Pilihan

522 157 83
                                    

Jadi aku itu mudah, kok. Kayak lagi naik sepeda. Tapi lintasannya terbuat dari api, bannya juga dari api, dudukannya dari api, semua dari api karena sejatinya kamu lagi berada di neraka versi trial.

Canda.

___

756 new chats, 30 missed calls

Wow. Aku tidak pernah dapat notifikasi sebanyak ini. Makanya aku kaget.

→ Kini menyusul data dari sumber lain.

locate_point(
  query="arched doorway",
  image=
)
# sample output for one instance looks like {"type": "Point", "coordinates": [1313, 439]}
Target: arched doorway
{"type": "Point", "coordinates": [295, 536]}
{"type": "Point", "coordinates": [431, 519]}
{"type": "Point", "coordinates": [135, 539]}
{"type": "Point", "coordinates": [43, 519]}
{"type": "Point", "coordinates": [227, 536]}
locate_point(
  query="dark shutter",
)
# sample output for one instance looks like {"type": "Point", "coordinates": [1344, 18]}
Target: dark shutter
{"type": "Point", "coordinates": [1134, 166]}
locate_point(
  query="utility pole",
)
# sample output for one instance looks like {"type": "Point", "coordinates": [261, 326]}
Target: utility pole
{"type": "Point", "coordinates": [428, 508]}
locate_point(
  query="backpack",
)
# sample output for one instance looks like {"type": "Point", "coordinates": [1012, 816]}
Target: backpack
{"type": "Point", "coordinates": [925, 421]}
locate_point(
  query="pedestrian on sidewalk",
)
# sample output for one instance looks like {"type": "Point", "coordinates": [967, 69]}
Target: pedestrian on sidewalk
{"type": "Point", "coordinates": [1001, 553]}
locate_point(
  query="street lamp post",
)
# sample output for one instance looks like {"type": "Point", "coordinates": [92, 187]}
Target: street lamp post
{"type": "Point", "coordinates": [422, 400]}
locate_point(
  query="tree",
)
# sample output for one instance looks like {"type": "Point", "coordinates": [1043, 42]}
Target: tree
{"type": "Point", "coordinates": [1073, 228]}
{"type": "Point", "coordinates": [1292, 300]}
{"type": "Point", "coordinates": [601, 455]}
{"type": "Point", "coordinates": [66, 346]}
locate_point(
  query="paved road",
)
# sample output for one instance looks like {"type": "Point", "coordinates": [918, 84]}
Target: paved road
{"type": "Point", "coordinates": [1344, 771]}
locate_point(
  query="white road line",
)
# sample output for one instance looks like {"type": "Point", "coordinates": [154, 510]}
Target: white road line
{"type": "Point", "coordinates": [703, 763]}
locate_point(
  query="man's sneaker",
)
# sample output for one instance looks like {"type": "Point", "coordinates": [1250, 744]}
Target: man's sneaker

Ponselku baru kembali setelah seminggu disita si Bandot Tua. Catatan tambahan, bukan cuma ponsel. Aku pun dikurung di kamar oleh pria itu seminggu penuh.

Perintahnya yang kuabaikan——untuk tidak kelayapan setelah dari Dokter William—— rupanya bukan gertak sambal. Dia marah besar. Setelah menyiramku di pagi buta, dia menyeretku ke gudang. Menghajar, menginjak, membanting, memecut. Tidak banyak yang kuingat hari itu. Yang pasti, setelahnya badanku ringsek.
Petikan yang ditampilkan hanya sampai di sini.